Cambodia's 1,621 communes will elect 11,257 commune councillors in the commune elections
scheduled for February 3, 2002.
The precise number of communes and the commune council seats was announced by the
Ministry of Interior (MoI) on April 30 following a detailed boundary delineation
The number of communes in the Kingdom is up from the previous figure of 1,606.
Leng Vy, Deputy Director of the MoI's General Administration Department said the
announcement would end confusion about previously disputed commune boundaries.

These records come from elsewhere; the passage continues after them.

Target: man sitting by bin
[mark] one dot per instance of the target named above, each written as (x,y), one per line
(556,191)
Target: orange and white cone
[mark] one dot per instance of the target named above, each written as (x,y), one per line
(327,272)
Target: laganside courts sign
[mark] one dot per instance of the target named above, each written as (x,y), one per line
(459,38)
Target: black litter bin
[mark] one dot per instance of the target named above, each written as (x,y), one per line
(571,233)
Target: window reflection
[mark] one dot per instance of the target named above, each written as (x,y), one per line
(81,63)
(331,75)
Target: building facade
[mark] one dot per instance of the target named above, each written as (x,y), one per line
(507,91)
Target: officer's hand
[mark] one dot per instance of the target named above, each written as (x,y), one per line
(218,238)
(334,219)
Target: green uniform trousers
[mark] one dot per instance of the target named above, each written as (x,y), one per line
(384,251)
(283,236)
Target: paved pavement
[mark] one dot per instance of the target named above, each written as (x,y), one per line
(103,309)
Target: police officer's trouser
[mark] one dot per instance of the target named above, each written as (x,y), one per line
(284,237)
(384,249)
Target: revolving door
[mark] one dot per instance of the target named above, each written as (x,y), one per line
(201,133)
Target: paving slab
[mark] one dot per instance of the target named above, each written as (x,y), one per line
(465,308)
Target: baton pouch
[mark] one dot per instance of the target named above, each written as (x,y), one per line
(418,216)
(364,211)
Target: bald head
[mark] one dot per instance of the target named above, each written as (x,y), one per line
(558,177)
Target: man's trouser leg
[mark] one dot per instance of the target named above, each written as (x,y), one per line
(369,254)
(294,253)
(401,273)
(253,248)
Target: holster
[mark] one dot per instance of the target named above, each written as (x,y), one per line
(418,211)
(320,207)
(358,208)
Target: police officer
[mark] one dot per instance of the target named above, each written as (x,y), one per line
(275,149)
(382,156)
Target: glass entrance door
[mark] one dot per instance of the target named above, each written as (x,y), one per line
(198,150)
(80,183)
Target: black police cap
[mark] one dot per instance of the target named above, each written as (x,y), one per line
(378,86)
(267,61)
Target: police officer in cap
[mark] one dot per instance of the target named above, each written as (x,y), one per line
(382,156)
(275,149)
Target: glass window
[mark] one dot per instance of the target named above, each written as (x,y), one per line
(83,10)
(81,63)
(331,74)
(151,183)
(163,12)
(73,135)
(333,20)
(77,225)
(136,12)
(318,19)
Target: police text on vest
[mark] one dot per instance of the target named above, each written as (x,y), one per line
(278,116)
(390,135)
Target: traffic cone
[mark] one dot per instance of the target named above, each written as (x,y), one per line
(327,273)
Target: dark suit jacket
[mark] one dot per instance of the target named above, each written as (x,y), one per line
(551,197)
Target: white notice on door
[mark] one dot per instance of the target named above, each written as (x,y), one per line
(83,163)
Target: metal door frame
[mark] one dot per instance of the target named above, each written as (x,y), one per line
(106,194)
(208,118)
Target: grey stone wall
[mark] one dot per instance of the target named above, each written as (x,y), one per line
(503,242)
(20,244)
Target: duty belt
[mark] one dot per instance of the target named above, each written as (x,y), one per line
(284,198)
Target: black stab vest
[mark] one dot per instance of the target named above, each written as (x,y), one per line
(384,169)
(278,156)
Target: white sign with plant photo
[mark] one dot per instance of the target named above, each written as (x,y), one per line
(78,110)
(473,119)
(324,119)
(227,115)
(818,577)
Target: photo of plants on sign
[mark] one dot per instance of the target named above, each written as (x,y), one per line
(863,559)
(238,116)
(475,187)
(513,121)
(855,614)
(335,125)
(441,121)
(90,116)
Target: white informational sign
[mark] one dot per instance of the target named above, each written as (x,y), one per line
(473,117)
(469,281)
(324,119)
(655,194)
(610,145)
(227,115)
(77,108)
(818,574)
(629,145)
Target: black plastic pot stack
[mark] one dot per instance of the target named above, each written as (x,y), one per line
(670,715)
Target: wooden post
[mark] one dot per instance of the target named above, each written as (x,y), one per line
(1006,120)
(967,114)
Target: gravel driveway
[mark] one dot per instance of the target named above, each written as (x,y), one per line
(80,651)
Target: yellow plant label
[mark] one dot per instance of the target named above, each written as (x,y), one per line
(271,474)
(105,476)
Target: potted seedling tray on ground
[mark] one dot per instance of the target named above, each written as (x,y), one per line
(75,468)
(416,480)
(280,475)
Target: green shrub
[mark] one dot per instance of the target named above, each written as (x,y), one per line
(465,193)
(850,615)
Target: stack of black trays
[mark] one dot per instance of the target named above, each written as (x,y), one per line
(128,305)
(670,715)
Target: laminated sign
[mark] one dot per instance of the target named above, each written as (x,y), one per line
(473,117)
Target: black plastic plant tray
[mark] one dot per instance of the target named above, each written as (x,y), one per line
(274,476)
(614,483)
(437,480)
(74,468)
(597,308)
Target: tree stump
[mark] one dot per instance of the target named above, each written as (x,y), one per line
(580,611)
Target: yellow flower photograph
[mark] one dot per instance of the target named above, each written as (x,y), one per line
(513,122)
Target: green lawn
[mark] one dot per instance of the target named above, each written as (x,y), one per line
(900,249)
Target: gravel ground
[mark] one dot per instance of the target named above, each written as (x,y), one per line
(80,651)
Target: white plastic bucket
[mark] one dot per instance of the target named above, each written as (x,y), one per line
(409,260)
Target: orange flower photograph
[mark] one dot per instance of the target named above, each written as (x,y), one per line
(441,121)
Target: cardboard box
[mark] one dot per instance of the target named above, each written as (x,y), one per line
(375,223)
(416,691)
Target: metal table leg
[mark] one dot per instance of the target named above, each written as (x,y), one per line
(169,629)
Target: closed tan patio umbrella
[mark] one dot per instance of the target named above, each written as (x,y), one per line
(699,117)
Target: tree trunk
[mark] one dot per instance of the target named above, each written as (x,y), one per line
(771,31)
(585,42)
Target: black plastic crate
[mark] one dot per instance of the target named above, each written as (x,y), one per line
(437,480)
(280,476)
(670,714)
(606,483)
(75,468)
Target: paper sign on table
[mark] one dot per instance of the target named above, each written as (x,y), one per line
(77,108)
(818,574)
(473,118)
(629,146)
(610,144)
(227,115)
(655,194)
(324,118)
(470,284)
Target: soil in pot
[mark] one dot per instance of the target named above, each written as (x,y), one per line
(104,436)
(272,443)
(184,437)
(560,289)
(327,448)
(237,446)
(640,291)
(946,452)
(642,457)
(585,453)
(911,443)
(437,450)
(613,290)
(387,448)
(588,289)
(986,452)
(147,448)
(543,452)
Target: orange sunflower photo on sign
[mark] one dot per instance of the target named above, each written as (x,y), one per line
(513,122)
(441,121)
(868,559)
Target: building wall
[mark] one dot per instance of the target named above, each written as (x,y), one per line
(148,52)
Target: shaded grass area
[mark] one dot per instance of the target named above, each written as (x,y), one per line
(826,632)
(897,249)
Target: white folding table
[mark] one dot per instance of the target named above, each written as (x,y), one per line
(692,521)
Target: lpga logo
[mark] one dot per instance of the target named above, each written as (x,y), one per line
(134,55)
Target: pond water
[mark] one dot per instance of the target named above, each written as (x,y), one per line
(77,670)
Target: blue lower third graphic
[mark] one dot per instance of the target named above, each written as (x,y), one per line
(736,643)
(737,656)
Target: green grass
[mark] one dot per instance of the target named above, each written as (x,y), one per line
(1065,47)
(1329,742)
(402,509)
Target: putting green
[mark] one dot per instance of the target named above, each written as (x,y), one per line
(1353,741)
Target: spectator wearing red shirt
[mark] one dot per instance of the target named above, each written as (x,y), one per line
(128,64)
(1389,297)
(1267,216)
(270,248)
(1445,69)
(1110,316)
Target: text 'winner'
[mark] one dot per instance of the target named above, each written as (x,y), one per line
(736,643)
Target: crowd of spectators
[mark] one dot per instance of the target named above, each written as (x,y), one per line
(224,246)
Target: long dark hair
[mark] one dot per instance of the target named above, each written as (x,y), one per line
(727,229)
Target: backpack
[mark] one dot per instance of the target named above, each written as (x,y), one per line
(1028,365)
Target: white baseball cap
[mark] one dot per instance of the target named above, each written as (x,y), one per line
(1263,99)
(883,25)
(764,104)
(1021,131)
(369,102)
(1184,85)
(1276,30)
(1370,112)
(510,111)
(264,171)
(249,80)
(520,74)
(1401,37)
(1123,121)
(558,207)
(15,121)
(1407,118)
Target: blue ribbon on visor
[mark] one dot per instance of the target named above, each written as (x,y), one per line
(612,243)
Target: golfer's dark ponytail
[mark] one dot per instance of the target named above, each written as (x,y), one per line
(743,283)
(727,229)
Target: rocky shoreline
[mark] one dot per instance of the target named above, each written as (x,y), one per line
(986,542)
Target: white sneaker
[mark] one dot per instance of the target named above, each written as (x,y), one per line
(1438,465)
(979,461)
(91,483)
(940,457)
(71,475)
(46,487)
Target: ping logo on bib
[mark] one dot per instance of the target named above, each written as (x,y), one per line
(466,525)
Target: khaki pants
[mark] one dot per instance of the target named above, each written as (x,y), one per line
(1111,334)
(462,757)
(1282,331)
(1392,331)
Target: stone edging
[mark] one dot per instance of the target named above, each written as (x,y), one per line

Countering allegations by opposition lawmakers that they were kept in the dark about
the details, adversely affecting their electoral preparations, Leng Vy said both
the proclamation for the commune boundaries and the sub-decree determining the number
of councillors in each commune were issued on April 30, followed by a radio broadcast.
"These are massive documents giving details on each commune. We couldn't have
sent them individually to all the parties. Those who are interested can collect the
document from the ministry office," he said.
Numerous urban communes have experienced a sharp population increase, therefore increasing
the number of potential eligible voters. In border areas and remote areas of Ratanakiri
and Mondolkiri, communes of several hundred households have boundaries that are said
to be under dispute.
According to Dr David Ayers, Project Leader of the Commune Council Support Project
(CCSP), outstanding commune boundary problems will be addressed by new commune councils
after the Feb 3, 2002 elections.
A comprehensive review of the commune council boundaries, he said, would be taken
up during the very first term of the new councils by a sub-committee that will be
set up under the National Committee to Support Communes (NCSC).
The latter is likely to be set up by a Royal decree by June this year.